Ieri, 19 settembre, Papa Francesco ha segnato la storia. A dirla tutta, la sta segnando da quando è stato scelto come successore di Benedetto XVI, ma ieri ha rilasciato dichiarazioni finora mai sentite da uomini del suo livello. Dichiarazioni apparse su Civiltà Cattolica, parole che Papa Francesco ha pronunciato durante la lunga intervista con il direttore della rivista, Antonio Spadaro. Ha aperto ai gay, alle donne che hanno abortito, ai divorziati che si sono risposati. E’ un’intervista lunga, ma vale davvero la pena leggerla. Anzi, è un dovere. Per tutti, credenti e non, perché quest’uomo ha parecchio da insegnare e merita di essere ascoltato fino in fondo.

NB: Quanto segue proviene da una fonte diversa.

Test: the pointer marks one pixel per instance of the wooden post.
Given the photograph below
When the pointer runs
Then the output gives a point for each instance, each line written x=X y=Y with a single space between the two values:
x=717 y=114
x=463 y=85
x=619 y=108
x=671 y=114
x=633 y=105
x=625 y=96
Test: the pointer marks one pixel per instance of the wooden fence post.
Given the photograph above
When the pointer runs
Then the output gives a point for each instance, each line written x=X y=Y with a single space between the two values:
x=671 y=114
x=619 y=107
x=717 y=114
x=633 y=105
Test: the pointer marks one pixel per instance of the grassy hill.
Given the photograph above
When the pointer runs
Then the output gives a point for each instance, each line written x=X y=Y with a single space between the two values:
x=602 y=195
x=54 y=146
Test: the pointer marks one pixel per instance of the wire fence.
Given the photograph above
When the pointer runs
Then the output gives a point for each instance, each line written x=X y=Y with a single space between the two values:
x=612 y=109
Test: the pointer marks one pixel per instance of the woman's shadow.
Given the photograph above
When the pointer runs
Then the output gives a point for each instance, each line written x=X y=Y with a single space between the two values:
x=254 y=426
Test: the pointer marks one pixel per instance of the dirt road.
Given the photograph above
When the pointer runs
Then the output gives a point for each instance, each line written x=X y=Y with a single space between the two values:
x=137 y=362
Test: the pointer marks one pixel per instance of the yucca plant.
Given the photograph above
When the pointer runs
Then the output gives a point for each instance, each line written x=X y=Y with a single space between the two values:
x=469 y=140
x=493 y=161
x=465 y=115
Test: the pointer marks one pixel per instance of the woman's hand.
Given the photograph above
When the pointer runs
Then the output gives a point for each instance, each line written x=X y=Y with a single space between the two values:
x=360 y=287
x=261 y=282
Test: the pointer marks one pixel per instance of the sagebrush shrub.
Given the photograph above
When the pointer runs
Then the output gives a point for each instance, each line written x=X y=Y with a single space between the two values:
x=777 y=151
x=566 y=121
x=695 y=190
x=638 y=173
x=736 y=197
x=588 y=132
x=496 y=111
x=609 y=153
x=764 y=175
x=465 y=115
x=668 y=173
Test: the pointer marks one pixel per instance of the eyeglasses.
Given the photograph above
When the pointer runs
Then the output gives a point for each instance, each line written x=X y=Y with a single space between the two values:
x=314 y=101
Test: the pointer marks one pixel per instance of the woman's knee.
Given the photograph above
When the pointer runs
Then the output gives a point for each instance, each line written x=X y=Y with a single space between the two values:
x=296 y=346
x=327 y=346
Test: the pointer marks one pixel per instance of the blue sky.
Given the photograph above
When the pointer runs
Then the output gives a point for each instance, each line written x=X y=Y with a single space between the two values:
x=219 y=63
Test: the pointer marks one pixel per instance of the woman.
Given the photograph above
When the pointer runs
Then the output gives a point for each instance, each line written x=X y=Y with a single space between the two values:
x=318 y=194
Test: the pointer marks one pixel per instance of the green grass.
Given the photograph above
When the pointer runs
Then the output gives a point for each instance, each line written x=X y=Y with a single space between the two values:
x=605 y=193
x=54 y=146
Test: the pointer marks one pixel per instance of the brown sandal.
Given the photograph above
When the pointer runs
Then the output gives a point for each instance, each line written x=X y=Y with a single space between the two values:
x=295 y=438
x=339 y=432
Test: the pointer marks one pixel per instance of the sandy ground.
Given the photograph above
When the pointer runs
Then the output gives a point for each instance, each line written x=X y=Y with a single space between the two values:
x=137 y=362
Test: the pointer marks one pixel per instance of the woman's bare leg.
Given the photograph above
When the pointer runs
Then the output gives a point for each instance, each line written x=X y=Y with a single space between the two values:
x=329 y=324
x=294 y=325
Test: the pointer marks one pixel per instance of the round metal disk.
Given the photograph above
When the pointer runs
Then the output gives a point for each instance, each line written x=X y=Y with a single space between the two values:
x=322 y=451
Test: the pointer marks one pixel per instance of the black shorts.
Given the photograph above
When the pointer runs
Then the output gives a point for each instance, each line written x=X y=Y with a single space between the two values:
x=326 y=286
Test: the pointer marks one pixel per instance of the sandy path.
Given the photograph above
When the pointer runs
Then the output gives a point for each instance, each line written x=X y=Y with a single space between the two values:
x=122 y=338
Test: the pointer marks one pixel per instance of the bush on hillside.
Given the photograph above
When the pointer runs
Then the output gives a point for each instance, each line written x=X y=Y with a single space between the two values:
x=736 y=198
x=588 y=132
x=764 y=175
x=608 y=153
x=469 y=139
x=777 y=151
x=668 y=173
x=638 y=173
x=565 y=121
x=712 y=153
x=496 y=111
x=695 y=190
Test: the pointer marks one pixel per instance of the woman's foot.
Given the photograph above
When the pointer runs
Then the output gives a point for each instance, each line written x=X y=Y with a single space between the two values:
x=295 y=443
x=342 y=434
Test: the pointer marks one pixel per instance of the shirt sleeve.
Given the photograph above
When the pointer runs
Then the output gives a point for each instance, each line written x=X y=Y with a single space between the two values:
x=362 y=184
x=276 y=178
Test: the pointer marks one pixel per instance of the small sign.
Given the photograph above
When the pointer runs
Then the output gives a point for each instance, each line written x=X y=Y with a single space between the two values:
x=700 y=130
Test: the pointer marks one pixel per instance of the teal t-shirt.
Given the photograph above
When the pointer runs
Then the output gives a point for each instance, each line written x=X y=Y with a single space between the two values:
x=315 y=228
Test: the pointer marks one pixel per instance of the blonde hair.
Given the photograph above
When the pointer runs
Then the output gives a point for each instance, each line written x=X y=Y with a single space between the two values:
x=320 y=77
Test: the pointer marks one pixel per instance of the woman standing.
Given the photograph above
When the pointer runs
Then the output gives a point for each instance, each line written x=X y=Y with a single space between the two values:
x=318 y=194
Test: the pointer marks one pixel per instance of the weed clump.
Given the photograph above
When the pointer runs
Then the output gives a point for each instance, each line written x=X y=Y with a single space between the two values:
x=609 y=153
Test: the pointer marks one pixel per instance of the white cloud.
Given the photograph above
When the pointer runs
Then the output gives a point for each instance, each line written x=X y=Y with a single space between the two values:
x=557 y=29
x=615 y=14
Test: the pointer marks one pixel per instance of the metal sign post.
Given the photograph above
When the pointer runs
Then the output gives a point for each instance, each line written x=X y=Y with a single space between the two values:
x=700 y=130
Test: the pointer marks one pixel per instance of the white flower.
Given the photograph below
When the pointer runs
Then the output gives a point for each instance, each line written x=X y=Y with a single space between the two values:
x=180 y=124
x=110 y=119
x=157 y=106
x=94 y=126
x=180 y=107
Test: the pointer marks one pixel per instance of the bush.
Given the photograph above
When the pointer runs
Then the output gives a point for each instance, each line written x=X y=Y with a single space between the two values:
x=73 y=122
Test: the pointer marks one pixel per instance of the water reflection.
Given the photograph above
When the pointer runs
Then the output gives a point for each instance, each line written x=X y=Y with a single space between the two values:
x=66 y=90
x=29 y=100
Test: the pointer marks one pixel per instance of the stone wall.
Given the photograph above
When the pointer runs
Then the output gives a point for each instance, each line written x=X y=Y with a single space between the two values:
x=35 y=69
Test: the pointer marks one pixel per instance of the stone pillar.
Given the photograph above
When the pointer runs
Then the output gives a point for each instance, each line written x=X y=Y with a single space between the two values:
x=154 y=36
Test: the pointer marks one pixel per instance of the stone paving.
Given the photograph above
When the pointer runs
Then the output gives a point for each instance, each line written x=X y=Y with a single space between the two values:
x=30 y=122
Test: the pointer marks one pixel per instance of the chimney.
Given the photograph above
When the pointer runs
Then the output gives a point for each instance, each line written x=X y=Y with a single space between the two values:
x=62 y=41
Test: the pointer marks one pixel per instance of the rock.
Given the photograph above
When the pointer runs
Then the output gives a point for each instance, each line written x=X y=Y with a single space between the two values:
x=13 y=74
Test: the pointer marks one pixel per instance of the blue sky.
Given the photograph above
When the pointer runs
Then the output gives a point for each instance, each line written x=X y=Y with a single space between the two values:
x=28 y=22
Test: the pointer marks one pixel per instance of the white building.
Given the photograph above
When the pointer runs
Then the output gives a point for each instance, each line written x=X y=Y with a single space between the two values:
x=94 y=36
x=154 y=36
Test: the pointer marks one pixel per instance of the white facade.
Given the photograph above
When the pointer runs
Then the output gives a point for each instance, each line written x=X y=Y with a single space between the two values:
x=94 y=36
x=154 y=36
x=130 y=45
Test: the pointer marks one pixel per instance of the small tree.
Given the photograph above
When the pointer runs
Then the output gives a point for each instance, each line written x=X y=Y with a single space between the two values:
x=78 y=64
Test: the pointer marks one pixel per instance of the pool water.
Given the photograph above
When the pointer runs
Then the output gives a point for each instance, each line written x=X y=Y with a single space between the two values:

Tra l’altro, con quell’allegria che non lo abbandona mai, il Pontefice ha rivelato le sue passione artistiche: ama Mozart, Bach, Caravaggio, Dostoevskij. E ama il cinema. Il cinema italiano. “La strada di Fellini – spiega Papa Francesco – è forse il film che ho amato di più. Mi identifico con quel film, nel quale c’è un implicito riferimento a San Francesco“.
E poi altri nomi che, magari, non ti aspetti di sentire pronunciati da un Papa: “Credo di aver visto tutti i film con Anna Magnani e Aldo Fabrizi tra i 10 2 i 12 anni. Un altro film che ho molto amato è Roma Città Aperta“. Da dove è nato quest’amore per la settima arte? “Devo la mia cultura cinematografica – dice Papa Francesco – soprattutto ai miei genitori che ci portavano spesso al cinema“. Cose belle.